Tether Rebukes S&P After USDT Stability Score Falls to Lowest Tier
S&P cut USDT’s stability score to 5 — the weakest level on its scale — citing rising exposure to higher-risk reserve assets and alleged gaps in Tether’s disclosures, according to the agency’s latest analysis. Its report notes that bitcoin (BTC) now represents a greater allocation of USDT reserves, concluding that a steep drop in bitcoin’s spot value could leave the stablecoin undercollateralized.
Tether, on the other hand, responded publicly, sharply disputing both the methodology and conclusions. The company said S&P applied a legacy financial model that “fails to capture the nature, scale, and macroeconomic importance of digitally native money,” adding that the analysis overlooks USDT’s operational history, its real-time reserve reporting, and its expanding presence in global commerce.
Skepticism from legacy rating agencies is a “badge of honor,” CEO Paolo Ardoino said, emphasizing the company’s long-standing position that traditional credit frameworks remain poorly suited for evaluating digital-asset infrastructure.
“The classical rating models built for legacy financial institutions, historically led private and institutional investors to invest their wealth into companies that despite being attributed investment grade ratings collapsed pushing worldwide regulators to challenge such models, the independence and objective assessment of all major rating agencies,” Ardoino posted to X.
He added:
“The traditional finance propaganda machine is growing worried when any company tries to defy the force of gravity of the broken financial system. No company should dare to decouple itself from it.”
In its rebuttal, Tether argued that S&P’s focus on an increased share of “risk assets” misrepresented the broader picture. While the report flagged a rise from 17% to 24% year-over-year, Tether noted total reserves expanded from $143.7 billion in 2024 to $181.2 billion in 2025, meaning the company holds more high-quality reserves in absolute terms than at any time in its history.

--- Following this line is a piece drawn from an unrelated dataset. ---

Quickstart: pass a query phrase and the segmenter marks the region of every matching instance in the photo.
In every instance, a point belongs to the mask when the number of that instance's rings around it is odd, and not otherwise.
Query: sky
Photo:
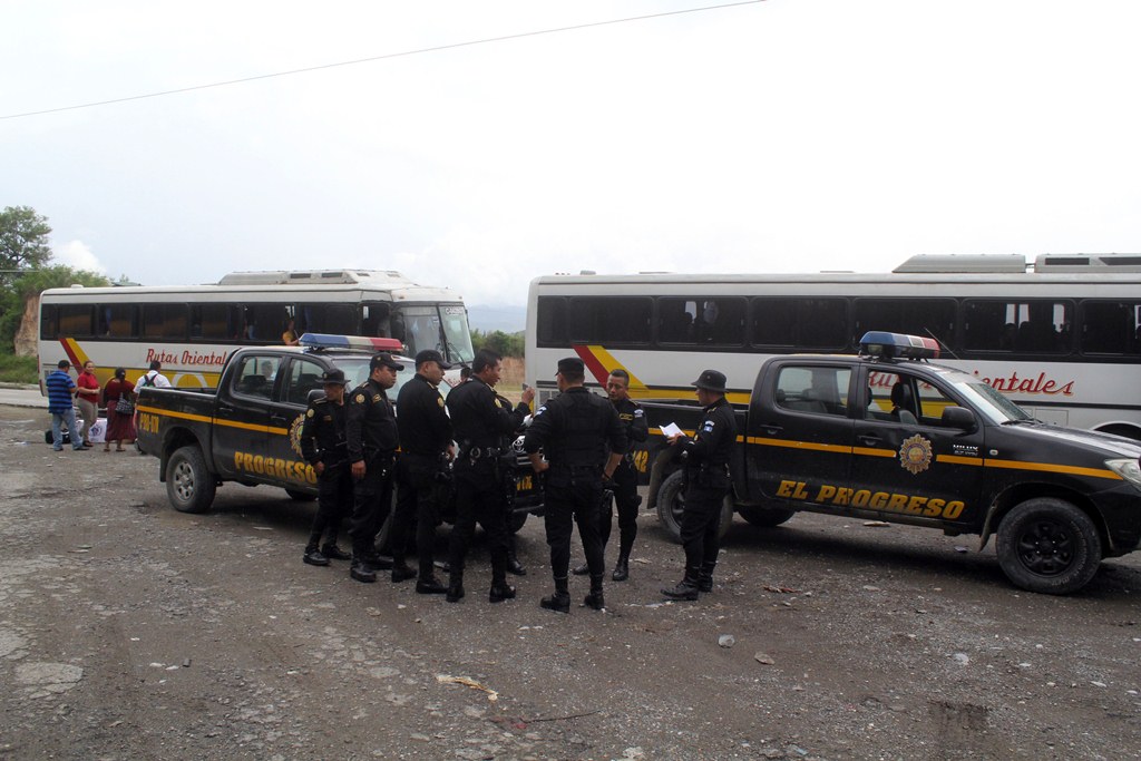
[[[0,208],[112,278],[397,269],[507,307],[583,269],[1138,252],[1139,29],[1136,0],[0,0]]]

The response also stressed that Tether is fully compliant with regulatory frameworks in El Salvador and France, in addition to registration under the U.S. Financial Crimes Enforcement Network. The company further highlighted that USDT’s growth contradicts several assumptions underlying S&P’s analysis.
According to Tether, usage metrics continue to climb across exchanges, decentralized finance (DeFi) protocols, payment corridors and cross-border commerce — indicators the firm says are inconsistent with the liquidity and redemption risks implied in the rating. S&P’s own report acknowledged that, despite concerns, USDT has consistently maintained its peg and honored redemptions.
Tether also framed USDT as systemically important infrastructure rather than a speculative trading token. The company’s statement, shared with Bitcoin.com News, said the stablecoin supports remittances, payrolls, and commercial payments across emerging markets from Türkiye to Nigeria and Argentina, where dollar access is often constrained. It added that USDT’s real-world use case differentiates its risk profile from the assumptions embedded in traditional ratings models.
Read more: Tether Moves Into Bitcoin-Backed Lending With Strategic Ledn Stake
Another key point in Tether’s response is the scale of its U.S. Treasury exposure. The company noted that with about $135 billion in direct and indirect holdings, it ranks as one of the largest Treasury holders globally — roughly the 17th-largest in the world, according to its latest attestation. Tether said this position is inconsistent with S&P’s portrayal of the company as vulnerable to liquidity stress.
Financial performance was also central to Tether’s pushback. The company said it generated more than $13 billion in net profit in 2024 and over $10 billion year-to-date in 2025, surpassing the earnings of many major financial institutions. According to the firm, these profits bolster its excess reserve buffer and reinforce long-term stability beyond the scope of S&P’s analysis.
Despite the dispute, S&P noted the score could improve if Tether reduces exposure to riskier assets and provides fuller disclosure about reserve composition and key financial partners. Tether said it welcomes the opportunity for S&P to review its framework directly and evaluate USDT using “real-world market dynamics” rather than traditional models. The news follows the assessment from the New York-based financial giant Jefferies, which discussed Tether’s massive gold allocation.
FAQ ❓
- What did S&P say about USDT?
S&P cut USDT’s stability score to its lowest level, citing rising exposure to higher-risk assets and limited reserve disclosure. - How did Tether respond to the downgrade?
Tether said S&P relied on outdated models and ignored USDT’s decade-long redemption record and expanding reserves. - Why did S&P highlight bitcoin exposure?
The agency said USDT’s bitcoin allocation now exceeds its disclosed reserve buffer and could pressure collateralization in a sharp downturn. - What does Tether say supports long-term stability?
Tether points to its Treasury holdings, record profits and real-time reporting as evidence of USDT’s resilience.